'Con Queen of Hollywood' Suspect Is Arrested

FBI says con man impersonated female studio execs, duped wannabe stars of cash
By John Johnson,  Newser Staff
Posted Dec 4, 2020 1:01 PM CST
Updated Dec 6, 2020 1:04 PM CST
It's a Con Artist Tale Tailor-Made for Hollywood
File photo of the Hollywood sign in the Hollywood Hills of Los Angeles.   (AP Photo/Reed Saxon, File)

Hollywood loves a good con artist story, but this one might hit a little too close to home. In this case, the victims were aspiring stars who were allegedly duped by a man impersonating top female Hollywood execs over the phone. The FBI has just announced the arrest of a suspect believed to be the "Con Queen of Hollywood." Coverage of the wild tale:

  • Arrest: Authorities in Britain, acting on a request from the FBI, arrested a 41-year-old Indonesian man identified as Hargobind Tahilramani, reports AFP. He allegedly is a master of fake accents and voices.
  • The con: Authorities say that Tahilramani would impersonate prominent women in the industry—including Kathleen Kennedy of Lucasfilm, former Paramount boss Sherry Lansing, producer Amy Pascal, and Wendi Deng, former wife of media magnate Rupert Murdoch—and pitch bogus projects to actors and Hollywood gig workers, who would shell out cash on the promise of being reimbursed, per Vanity Fair.

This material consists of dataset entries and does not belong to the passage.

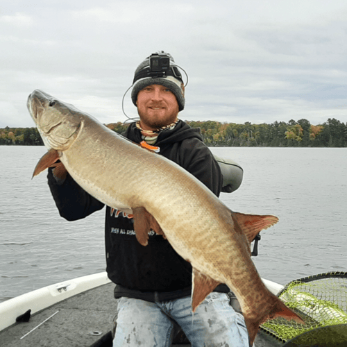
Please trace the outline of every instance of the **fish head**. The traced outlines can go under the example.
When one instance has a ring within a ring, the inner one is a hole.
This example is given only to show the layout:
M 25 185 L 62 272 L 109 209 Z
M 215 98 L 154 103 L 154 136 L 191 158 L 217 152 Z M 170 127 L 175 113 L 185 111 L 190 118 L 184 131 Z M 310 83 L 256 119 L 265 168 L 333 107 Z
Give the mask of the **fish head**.
M 71 146 L 81 128 L 81 111 L 39 90 L 29 95 L 27 107 L 47 148 L 65 151 Z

  • Example: The Hollywood Reporter talks to aspiring screenwriter Gregory Mandarano, who was duped into traveling to Indonesia multiple times in 2015, thinking he was working with a rep from the legit China Film Group. Mandarano says he lost about $70,000 paying for drivers, translators, and "fixers," which he was told he'd be reimbursed for once the project got off the ground. It never did, of course.
  • Podcast credit: A podcast called "Chameleon: Hollywood Con Queen" dug into the case and named Tahilramani as the likely culprit last month, notes the New York Post. How? More than a year of investigative reporting, as the creators of the podcast explain in their Vanity Fair piece cited earlier.
  • The suspect: You can see and hear the suspect for yourself in this Instagram video interview, starting around the 13-minute mark. In that context, he is speaking as a "foodfluencer" from London, per Vanity Fair. He apparently now lives in Manchester (though he's now facing extradition to the US) and posted in the UK under various handles.
  • Future movie? That's a safe bet. AFP notes that HarperCollins already has secured the book rights to the story, with the book by Scott Johnson of the Hollywood Reporter in the works. Johnson has written extensively about the scam.